I may reconsider the future make-out ban, however. The making-out part is nice, it has possibilities, with the right pair of lips.
I don’t know why, but I do that thing Caroline does to her male victims, where instead of taking the hand of NoMo, I place my hand at the back of his neck and scratch the nape softly, possessively, while Tris watches. My fingers scan the buzz cut of his hair back there, and I feel goose bumps rising on his neck. I likee. There is some satisfaction in seeing Tris’s bottom lip nearly fall to her chin in shock. That’s the thing about Tris: She’s never subtle.
Whatever I’m doing, it works. She storms away, speechless. Phew. That was easier than I expected.
I look at my watch. I believe my new boyfriend and I have about two minutes forty-five before we break up. I close my eyes and do the slight head turn, angling for another visitation from his lips.

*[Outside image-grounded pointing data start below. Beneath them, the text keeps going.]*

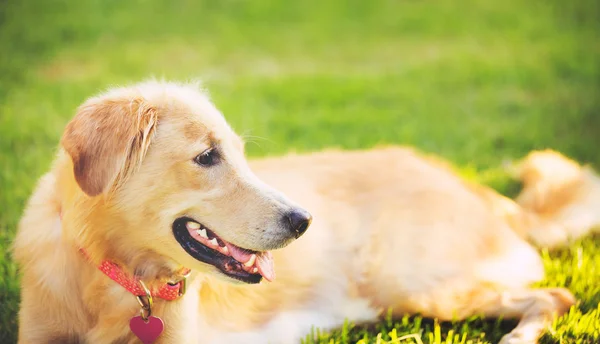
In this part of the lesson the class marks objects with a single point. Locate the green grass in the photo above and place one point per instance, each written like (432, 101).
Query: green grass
(474, 81)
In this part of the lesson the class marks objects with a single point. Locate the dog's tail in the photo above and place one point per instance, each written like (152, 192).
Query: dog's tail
(560, 199)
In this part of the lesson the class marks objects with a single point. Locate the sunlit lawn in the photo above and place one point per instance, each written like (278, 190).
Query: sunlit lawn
(477, 82)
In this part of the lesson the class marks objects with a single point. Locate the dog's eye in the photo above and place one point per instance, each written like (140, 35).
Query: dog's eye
(209, 157)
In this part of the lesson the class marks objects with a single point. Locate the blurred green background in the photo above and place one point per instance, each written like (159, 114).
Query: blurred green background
(475, 81)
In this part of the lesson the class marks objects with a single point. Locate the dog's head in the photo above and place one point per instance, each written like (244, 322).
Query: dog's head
(169, 170)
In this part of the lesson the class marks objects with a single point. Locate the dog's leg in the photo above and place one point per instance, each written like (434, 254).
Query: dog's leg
(534, 307)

Caroline says I am frigid. Sometimes I think she’s teasing me to repeat the party line of my Evil Ex, so I clarify: You mean I’m not easy? She clarifies: No, bitch, I mean you intimidate guys with a look or a comment before they can even decide if they want a chance with you. You’re so judgmental. Along with frigid.
NoMo must know this about me, because he doesn’t come back in for more mouth-to-mouth contact. He says, “How the hell do you know Tris?”

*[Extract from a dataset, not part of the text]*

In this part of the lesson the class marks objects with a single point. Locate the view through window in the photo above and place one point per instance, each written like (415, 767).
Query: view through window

Then I remember. Tris called him NICK. Noooooooooo. That’s him ! NICK! The Hoboken boy! The guy who wrote all the songs and poems about her, the best goddamn boyfriend the rest of us at Sacred Heart never had, the band-boy stud Tris hooked up with after meeting him on the PATH train at the beginning of the school year and has lied to and cheated on ever since. Does NICK not think it’s weird that he dated her that long and never once met any girls from her school? IDIOT!

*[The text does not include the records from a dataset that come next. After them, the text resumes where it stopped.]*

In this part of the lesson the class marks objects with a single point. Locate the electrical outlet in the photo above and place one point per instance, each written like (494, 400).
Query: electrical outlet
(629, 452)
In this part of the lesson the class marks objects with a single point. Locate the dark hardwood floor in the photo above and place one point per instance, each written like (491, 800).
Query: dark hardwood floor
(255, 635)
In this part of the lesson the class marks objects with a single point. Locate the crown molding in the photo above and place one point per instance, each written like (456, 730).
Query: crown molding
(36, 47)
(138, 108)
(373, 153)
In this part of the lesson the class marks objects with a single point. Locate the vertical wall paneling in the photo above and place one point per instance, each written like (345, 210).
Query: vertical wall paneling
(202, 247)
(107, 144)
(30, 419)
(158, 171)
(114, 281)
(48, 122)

But of course Tris wouldn’t introduce him to us. She wouldn’t be worried we’d rat out her indiscretions to her boyfriend – she’d be afraid he’d fall for Caroline. Tris can have Caroline’s rejects, but she’d never offer up one of her own to Caroline. Tris is so Single White Female, we like to joke that Caroline should get a restraining order against her, except Tris provides us too much amusement to completely let her out of our reach. It’s like a love-hate thing we have going with her. We don’t feel guilty about it because there’s only a month of school left and I can’t imagine we’ll ever see her again after our “have a great summer, good luck in college” phony sentiment yearbook finales. And karmically, I have repaid my mean-girl debt to Tris many times over. If she passed Chemistry and Calculus this year, it’s because of me. Fuck, if she graduates at all, it’s because of me.
I don’t bother answering Nick’s question about how the hell I know Tris. I’ve got to find Caroline.
I stand up on the barstool. That’s the only way I’ll find her with all these people and this loud music and this stink sweat and this beer energy and this never-ending day that feels like it’s only beginning in the middle of this night. I place my hand on Nick’s head to steady my balance as I scan the crowd, and my hand can’t help but rummage through his mess of hair, just a little.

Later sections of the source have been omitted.